In his satirical poem ‘Don Juan,’ Lord Byron may have coined the phrase ‘truth is stranger than fiction,’ but sometimes it is the strangeness of the phony that makes fiction more powerful. Recently the Atlantic noted, “By every common metric, falsehood consistently dominates the truth on Twitter, the study finds: Fake news and false rumors reach more people, penetrate deeper into the social network, and spread much faster than accurate stories.”
The ‘study’ to which Atlantic refers was published in Science [http://science.sciencemag.org/content/359/6380/1146]. The abstract of that study informs us: “We investigated the differential diffusion of all of the verified true and false news stories distributed on Twitter from 2006 to 2017. The data comprise ~126,000 stories tweeted by ~3 million people more than 4.5 million times. We classified news as true or false using information from six independent fact-checking organizations that exhibited 95 to 98% agreement on the classifications. Falsehood diffused significantly farther, faster, deeper, and more broadly than the truth in all categories of information, and the effects were more pronounced for false political news than for false news about terrorism, natural disasters, science, urban legends, or financial information. We found that false news was more novel than true news, which suggests that people were more likely to share novel information. Whereas false stories inspired fear, disgust, and surprise in replies, true stories inspired anticipation, sadness, joy, and trust. Contrary to conventional wisdom, robots accelerated the spread of true and false news at the same rate, implying that false news spreads more than the truth because humans, not robots, are more likely to spread it.”
So, the more far-fetched fiction are the tweeted utterances from POTUS45, the more likely they are to penetrate to the substrata of our commonwealth. That fact/truth does not penetrate so exhaustively is obvious to the casual observer as well as to the scientific enquirer. Why else could the Liar-in-Chief maintain such a hold on so many in the substrata?
Indeed!
And, doesn’t the study reflect that robots are the more trustworthy?
Robots transmit without opinion; homo sapiens transmit without sapience
Sad but apparently true. Thanks for passing this along, altho I confess I don’t feel better now knowing what previously I only suspected.
Having you feel better was not exactly what I had in mind, altho I am not opposed to your general well-being. Truth be told, I’d rather everyone feel downright shitty about this whole mess to which we’ve descended as a nation.
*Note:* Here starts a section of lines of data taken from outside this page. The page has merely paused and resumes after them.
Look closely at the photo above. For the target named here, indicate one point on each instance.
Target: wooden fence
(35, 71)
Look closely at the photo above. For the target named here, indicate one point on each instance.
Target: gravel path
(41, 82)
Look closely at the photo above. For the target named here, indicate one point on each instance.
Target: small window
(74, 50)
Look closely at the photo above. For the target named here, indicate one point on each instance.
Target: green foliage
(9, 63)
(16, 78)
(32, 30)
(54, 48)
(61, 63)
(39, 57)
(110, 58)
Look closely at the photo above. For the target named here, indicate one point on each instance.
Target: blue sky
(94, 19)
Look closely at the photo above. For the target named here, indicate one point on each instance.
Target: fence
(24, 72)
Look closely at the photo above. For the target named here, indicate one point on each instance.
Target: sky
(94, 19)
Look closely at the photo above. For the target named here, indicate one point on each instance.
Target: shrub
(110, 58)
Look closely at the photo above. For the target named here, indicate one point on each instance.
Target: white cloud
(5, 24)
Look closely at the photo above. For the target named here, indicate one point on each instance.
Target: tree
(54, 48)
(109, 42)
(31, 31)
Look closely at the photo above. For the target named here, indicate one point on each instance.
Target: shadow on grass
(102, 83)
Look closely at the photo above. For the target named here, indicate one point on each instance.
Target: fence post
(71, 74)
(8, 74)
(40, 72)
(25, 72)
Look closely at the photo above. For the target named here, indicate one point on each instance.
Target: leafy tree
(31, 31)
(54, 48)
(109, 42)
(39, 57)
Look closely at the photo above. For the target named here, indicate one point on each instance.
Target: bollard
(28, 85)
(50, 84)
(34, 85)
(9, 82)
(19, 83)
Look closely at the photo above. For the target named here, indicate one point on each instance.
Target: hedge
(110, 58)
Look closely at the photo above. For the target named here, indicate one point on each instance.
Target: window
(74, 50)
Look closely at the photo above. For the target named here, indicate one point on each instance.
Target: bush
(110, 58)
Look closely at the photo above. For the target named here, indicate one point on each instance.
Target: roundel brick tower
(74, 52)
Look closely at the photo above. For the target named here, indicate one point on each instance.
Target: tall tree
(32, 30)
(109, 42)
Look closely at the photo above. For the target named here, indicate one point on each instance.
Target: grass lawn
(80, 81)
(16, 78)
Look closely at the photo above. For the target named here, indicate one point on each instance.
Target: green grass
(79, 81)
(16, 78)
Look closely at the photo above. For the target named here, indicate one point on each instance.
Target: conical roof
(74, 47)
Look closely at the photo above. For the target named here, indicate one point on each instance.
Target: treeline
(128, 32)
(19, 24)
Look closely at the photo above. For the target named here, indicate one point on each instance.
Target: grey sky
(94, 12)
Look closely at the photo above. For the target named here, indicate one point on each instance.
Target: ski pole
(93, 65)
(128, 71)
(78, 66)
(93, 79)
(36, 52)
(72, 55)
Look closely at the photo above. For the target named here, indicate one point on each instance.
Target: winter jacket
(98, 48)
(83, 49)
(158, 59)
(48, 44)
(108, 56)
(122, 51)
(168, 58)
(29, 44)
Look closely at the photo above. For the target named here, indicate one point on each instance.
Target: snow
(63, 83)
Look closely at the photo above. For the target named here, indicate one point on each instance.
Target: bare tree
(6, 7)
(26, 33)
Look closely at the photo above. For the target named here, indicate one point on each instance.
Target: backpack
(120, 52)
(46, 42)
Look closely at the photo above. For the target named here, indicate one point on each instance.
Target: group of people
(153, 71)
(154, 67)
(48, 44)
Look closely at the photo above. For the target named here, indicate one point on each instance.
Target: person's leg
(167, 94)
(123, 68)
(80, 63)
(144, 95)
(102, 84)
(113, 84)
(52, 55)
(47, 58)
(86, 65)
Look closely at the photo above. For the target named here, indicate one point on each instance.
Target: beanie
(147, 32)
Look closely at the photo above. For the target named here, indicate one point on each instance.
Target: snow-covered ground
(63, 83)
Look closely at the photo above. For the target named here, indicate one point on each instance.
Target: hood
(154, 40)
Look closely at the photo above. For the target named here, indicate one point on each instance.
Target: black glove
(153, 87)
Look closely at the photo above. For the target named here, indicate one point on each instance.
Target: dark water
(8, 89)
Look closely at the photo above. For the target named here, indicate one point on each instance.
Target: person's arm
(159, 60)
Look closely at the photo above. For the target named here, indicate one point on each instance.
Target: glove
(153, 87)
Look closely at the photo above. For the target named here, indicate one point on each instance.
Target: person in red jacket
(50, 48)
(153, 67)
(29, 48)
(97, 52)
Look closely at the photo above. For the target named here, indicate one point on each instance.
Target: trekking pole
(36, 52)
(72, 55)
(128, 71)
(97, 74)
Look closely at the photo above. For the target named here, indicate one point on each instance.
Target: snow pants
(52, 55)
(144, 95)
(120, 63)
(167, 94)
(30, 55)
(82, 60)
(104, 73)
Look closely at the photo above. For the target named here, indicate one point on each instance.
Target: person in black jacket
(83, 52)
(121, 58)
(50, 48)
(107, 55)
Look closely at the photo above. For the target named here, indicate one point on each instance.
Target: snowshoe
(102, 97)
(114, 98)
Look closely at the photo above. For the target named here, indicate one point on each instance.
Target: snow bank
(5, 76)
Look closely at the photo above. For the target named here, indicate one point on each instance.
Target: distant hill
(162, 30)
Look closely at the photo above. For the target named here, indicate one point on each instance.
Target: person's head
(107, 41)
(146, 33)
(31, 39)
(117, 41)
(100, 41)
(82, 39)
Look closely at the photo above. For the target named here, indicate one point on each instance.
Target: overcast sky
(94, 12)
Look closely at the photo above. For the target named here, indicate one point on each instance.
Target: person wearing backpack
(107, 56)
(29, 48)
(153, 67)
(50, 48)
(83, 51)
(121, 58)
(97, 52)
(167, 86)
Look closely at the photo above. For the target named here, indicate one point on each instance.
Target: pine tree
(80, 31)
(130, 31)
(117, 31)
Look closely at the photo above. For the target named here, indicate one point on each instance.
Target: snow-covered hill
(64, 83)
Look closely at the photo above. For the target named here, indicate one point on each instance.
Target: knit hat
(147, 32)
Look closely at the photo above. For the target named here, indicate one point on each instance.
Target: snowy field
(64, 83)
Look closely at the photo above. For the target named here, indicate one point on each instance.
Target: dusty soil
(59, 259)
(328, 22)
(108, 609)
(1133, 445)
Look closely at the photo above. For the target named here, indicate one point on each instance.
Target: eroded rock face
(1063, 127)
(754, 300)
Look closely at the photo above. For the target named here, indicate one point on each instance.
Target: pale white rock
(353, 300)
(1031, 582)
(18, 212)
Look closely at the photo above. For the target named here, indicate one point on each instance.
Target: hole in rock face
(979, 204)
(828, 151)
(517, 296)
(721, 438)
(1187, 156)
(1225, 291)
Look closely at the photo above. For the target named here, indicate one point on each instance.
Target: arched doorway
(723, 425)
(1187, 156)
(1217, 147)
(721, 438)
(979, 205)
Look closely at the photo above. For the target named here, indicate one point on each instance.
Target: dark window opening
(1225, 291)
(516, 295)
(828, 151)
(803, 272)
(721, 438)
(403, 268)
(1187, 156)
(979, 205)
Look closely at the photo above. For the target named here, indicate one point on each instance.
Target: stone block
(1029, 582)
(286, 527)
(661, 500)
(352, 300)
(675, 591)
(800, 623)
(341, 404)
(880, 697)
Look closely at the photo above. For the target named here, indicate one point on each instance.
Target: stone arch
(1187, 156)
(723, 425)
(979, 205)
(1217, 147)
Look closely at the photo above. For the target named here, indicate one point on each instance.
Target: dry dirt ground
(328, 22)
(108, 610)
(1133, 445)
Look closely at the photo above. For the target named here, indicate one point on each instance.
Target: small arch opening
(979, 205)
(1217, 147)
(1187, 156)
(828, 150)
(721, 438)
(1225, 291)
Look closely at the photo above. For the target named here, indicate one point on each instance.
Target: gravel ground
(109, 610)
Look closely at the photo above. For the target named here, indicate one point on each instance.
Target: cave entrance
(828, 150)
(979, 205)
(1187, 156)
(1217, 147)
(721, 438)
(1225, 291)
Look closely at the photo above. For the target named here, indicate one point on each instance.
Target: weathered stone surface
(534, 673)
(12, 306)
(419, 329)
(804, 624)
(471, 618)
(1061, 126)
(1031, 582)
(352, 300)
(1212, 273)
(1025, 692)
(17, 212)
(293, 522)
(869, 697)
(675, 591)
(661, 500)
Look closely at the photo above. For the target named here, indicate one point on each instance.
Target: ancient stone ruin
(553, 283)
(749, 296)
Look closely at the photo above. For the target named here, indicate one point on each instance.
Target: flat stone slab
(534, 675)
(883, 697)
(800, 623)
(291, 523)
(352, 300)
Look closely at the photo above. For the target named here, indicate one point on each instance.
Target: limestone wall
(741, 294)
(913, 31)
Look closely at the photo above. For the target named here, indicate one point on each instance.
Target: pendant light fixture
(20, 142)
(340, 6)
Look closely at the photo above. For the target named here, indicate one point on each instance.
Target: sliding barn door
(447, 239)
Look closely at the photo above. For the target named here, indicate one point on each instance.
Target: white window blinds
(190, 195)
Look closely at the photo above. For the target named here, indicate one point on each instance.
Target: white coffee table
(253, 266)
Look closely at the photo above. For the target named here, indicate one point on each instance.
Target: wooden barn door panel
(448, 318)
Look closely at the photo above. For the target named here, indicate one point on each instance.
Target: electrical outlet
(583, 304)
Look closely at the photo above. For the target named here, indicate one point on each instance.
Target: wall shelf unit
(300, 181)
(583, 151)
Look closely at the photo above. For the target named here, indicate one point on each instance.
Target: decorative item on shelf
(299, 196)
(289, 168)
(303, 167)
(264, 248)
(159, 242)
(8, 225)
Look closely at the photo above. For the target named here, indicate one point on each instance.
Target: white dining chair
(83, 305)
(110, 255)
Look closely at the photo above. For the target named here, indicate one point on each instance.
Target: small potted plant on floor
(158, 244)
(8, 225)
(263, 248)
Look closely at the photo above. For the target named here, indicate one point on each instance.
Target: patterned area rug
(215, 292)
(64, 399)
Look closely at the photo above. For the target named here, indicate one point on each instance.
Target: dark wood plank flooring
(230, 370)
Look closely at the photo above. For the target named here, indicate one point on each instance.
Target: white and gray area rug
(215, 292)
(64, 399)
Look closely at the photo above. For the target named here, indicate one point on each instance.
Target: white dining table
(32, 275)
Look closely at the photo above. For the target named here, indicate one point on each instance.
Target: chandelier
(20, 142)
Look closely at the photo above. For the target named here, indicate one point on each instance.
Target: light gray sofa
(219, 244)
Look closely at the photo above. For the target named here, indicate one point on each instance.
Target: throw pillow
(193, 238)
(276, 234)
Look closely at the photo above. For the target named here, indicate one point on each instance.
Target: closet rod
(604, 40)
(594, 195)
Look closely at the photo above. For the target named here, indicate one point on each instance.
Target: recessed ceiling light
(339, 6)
It amazes me that with the wealth of instant information on the internet, people refuse to fact-check and will believe in and spread the most ridiculous rumor. I have a friend who bragged he doesn’t watch or read much news because all of it is biased one way or another. I told him it’s not something to brag about, because it indicates a choice he’s made to be biased that there is no truth or facts worth believing. So frustrating as a journalist and a respecter of science and logic that too many people fall for the most basic propaganda and feel entirely justified in doing so.
Right on, Cindy! Ignorance is not a badge of honor to be proudly displayed and polished.